# Count the regions!

Hi All!

There’s always a plenty of things to do in this period, everybody is for some reason excited with the upcoming end of the year as if that date on that particular calendar had any meaning at all. Additionally I’m at work instead of lazing as most of the people.

Anyway, I got a new book from Santa Claus –delivered by its fellow Zwarte Piet– and a new suit for the sauna.

I’m very happy about this new lecture, I was willing to undertake some study about the machine learning theories long time ago, but didn’t had very much free time for it.

But let’s have a look at the problem I have for today, here’s the statement:

For n>=4 let r(n) denote the number of interior regions of a convex n-gon divided by all its diagonal if no tree diagonal are concurrent within the n-gon, find r(n).

So what we want is to count the regions delimited by all the diagonals of the n-gon, let’s have a look at a more general question in order to understand how to calculate those regions.

Let’s pick a circle and draw in it some chords: Looks like the amount of regions if we disallow the intersections is equal to the amount of chords plus one, whereas if we allow the intersection then is equal to the amount of chords plus the amount of intersections plus one.
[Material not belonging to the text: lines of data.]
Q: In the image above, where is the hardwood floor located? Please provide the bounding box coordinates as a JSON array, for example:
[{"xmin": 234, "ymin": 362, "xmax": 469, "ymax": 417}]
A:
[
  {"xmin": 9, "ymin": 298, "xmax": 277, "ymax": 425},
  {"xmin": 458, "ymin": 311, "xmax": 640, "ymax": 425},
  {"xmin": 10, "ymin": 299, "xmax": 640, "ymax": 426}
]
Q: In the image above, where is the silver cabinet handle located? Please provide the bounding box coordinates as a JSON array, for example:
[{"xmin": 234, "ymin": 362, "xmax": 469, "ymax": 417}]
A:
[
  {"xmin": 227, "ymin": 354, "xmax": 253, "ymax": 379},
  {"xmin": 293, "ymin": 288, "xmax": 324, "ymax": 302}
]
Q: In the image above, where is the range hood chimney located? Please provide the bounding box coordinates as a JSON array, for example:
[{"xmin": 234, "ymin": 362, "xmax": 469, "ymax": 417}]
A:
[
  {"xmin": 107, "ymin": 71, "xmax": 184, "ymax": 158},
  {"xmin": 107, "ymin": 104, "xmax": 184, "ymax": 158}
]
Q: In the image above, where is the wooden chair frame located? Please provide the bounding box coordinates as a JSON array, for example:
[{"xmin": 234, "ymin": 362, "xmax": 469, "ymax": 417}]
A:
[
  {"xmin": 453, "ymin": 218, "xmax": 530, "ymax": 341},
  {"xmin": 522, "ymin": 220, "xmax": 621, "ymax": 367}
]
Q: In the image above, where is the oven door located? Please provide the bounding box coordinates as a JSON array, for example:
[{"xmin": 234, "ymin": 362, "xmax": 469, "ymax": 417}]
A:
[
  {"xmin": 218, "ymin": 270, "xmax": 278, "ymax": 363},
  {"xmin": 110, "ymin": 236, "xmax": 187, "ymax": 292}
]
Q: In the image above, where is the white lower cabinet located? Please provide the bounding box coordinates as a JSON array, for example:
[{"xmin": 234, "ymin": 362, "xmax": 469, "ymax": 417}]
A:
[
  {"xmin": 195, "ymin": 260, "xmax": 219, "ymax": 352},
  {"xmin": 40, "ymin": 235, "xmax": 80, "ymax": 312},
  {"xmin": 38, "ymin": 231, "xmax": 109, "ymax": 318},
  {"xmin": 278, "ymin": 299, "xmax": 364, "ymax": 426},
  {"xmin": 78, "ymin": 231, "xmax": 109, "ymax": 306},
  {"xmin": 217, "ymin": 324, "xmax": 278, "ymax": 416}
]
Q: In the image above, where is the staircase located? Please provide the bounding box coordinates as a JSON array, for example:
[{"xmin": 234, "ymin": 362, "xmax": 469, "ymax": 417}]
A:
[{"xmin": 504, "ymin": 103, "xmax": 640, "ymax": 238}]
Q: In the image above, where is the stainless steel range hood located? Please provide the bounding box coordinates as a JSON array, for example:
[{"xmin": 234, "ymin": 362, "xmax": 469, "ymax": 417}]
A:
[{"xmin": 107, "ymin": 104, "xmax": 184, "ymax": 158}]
The whole point now is just noticing that we can inscribe a n-gon in a circle and use the very same rule to calculate the number of regions. The whole problem turns out to be all about calculating the diagonals in the n-gon and the amount of intersections –and then applying the rule we found for a circle-, let’s have a look: The amount diagonals is clearly n(n-3)/2 since we have a diagonal between each point and all the other n-3 points, we halve this value to avoid counting twice the diagonals.

For the amount of intersections, just note that you need four points in order to be able to draw an intersection point between two diagonals, thus nC4. The rest is just the simplification which allows to obtain the formula for r(n)=nC4+(n-1)C2.

Now, this is a very simplified version of a much more complex problem which is about calculating the amount of regions in a regular n-gon, in this case we may have to abandon the condition for which no three points are concurrent, and the rule we have found here are not valid anymore!.

For some details about the math involved you may here a look here, or for the long story short have a look here.

In general there are plenty of similar problems like for example the Euler’s Polygon division problem which turns out to be some flavor of combinatoric problems.